Title: “Analyze Death Age Difference of Right Handers with Left Handers”
Author: Vandana Tanwar
Date: 29/02/2024


This report has used two datasets: death distribution data for the United States from the year 1999 (source website here)** and rates of left-handedness digitized from a figure in this 1992 paper by Gilbert and Wysocki.
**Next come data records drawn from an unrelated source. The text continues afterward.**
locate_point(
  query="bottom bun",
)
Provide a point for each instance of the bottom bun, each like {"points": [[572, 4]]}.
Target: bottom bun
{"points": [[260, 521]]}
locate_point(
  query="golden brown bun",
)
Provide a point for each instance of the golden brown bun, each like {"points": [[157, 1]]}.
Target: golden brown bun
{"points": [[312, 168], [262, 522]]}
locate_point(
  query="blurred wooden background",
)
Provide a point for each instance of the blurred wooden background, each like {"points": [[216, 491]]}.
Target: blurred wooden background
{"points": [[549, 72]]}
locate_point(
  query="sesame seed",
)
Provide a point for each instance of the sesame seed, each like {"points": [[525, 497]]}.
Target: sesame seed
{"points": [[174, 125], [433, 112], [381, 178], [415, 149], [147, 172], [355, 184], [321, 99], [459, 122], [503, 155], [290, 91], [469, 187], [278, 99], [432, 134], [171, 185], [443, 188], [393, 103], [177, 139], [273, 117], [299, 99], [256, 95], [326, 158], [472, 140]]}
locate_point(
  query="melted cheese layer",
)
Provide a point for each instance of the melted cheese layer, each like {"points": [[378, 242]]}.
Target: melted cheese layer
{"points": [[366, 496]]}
The technical skill used in this project is R and Python programming language. The IDE used here is R Markdown. Python libraries such as pandas, NumPy and matplotlib.pyplot will be used to analyze the dataset to solve the given tasks.

import pandas as pd
import matplotlib.pyplot as plt

# **TASK_01**
# **Load handedness data from the National Geographic survey and create a scatter plot.**

# ... CODE FOR TASK 1 ...
data_url_1 = "https://gist.githubusercontent.com/mbonsma/8da0990b71ba9a09f7de395574e54df1/raw/aec88b30af87fad8d45da7e774223f91dad09e88/lh_data.csv"
lefthanded_data = pd.read_csv(data_url_1)

fig, ax = plt.subplots()
ax.plot('Age', 'Female', data = lefthanded_data, marker = 'o')
ax.plot('Age', 'Male', data = lefthanded_data, marker = 'x')
ax.legend()
ax.set_xlabel('<- Age ->')
ax.set_ylabel('<- Left-handled rate ->')
plt.title('Left-handled rate by Age')
plt.show()

# **TASK_02**
# **Add two new columns,then plot the mean as a function of birth year.**

# ... CODE FOR TASK 2 ...
lefthanded_data['Birth_year'] = 1986 - lefthanded_data['Age']
lefthanded_data['Mean_lh'] = lefthanded_data[['Male', 'Female']].mean(axis=1)

fig, ax = plt.subplots()
ax.plot('Birth_year','Mean_lh', data=lefthanded_data)
ax.set_xlim(1890,1990)
## (1890.0, 1990.0)
ax.set_ylim(4,15)
## (4.0, 15.0)
ax.legend()
ax.set_xlabel('<-Birth_year ->')
ax.set_ylabel('<- Mean_lh ->')
plt.title('Left-handness by birth year')
plt.show()

# **TASK_03**
# **Create a function that will return P(LH | A)**

# ... CODE FOR TASK 3 ...
import numpy as np
def P_lh_given_A(ages_of_death, study_year = 1990):

    early_1900s_rate = lefthanded_data['Mean_lh'][-10:].mean() 
    late_1900s_rate = lefthanded_data['Mean_lh'][:10].mean()
    middle_rates = lefthanded_data.loc[lefthanded_data['Birth_year'].isin(study_year - ages_of_death)]['Mean_lh']
    youngest_age = study_year - 1986 + 10
    oldest_age = study_year - 1986 + 86
    
    P_return = np.zeros(ages_of_death.shape)
    P_return[ages_of_death > oldest_age] = early_1900s_rate / 100
    P_return[ages_of_death < youngest_age] = late_1900s_rate / 100
    P_return[np.logical_and((ages_of_death <= oldest_age), (ages_of_death >= youngest_age))] = middle_rates / 100
    
    return P_return


# **TASK_04**
# **Load death distribution data for the United States and plot it.**

data_url_2 = "https://gist.githubusercontent.com/mbonsma/2f4076aab6820ca1807f4e29f75f18ec/raw/62f3ec07514c7e31f5979beeca86f19991540796/cdc_vs00199_table310.tsv"

# ... CODE FOR TASK 4 ...
death_distribution_data = pd.read_csv(data_url_2, sep='\t', skiprows=[1])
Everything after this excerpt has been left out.